Thomas tenía el cuerpo encorvado, con la mirada fija en el suelo. Observaba con aparente interés un punto fijo situado entre sus zapatos.

—Y ¿los que dopaban a las chicas? ¿Qué ha pasado con ellos? —preguntó con voz trémula sin alzar la vista.

—La red suiza se ha desplazado a otro lugar, ya no opera allí. Los que quedan lo hacen de manera individual, poca cosa, algún médico, unos cuantos deportistas, algún mánager, como Frank Stone… Por cierto, pronto se le va a acabar su idílica vida.

—Lo conozco.

—No solo va a dejar de tener el monopolio de futuras estrellas atléticas, sino que su proveedor de morfina, coca y putas, Serguei, está detenido. —Ivan bajó la voz llegando al nivel de un susurro. Con sorna añadió—: Alguien lo ha delatado. Uno no se puede fiar de nadie.

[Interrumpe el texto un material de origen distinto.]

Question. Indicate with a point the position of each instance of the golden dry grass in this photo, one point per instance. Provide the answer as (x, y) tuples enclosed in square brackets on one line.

De pronto Thomas se acordó de un nombre.

—Dame también a Hugo Keller. Sabes que es basura como tú, pero vestido de esmoquin.

—No seas ridículo. ¿Tú sabes la pasta que maneja esa familia? —preguntó con desprecio mientras trataba de incorporarse para aliviar su dolor—. El heredero al trono de la multinacional Poche ya está al corriente de esta redada y su historial intachable quedará impoluto. Además, si lo llaman a declarar, dirá que solo conoce a Frank por ser compañeros de golf y, que yo sepa, no es delito practicar un deporte. Aunque no te negaré que a veces me dan ganas de partirle el palito de golf en la cabeza a ese niñato prepotente. —De pronto, alzó la voz—: Creo que ya hemos terminado.

Thomas no quería soltar a aquel tipo. Le costaba creer que no hubiera nada más. Deseaba golpear su cara de niño engreído hasta dejársela como la de un viejo. Pero poco podía hacer. George cumpliría su trato, y él, muy a su pesar, tenía la solución del caso.

—Dentro de una hora, tu abuela volverá de la peluquería. Uno de nuestros agentes la ha acompañado. Fue fácil engañarla —dijo Thomas.

—Mataré a mis hombres. Tengo tres personas las veinticuatro horas para protegerla.

—Me parece bien, se lo merecen. Son unos incompetentes.

—No vuelvas a cruzarte en mi camino. Por esta vez estamos en paz.

—No te prometo nada —dijo Thomas, y salió de aquella habitación sin ventanas.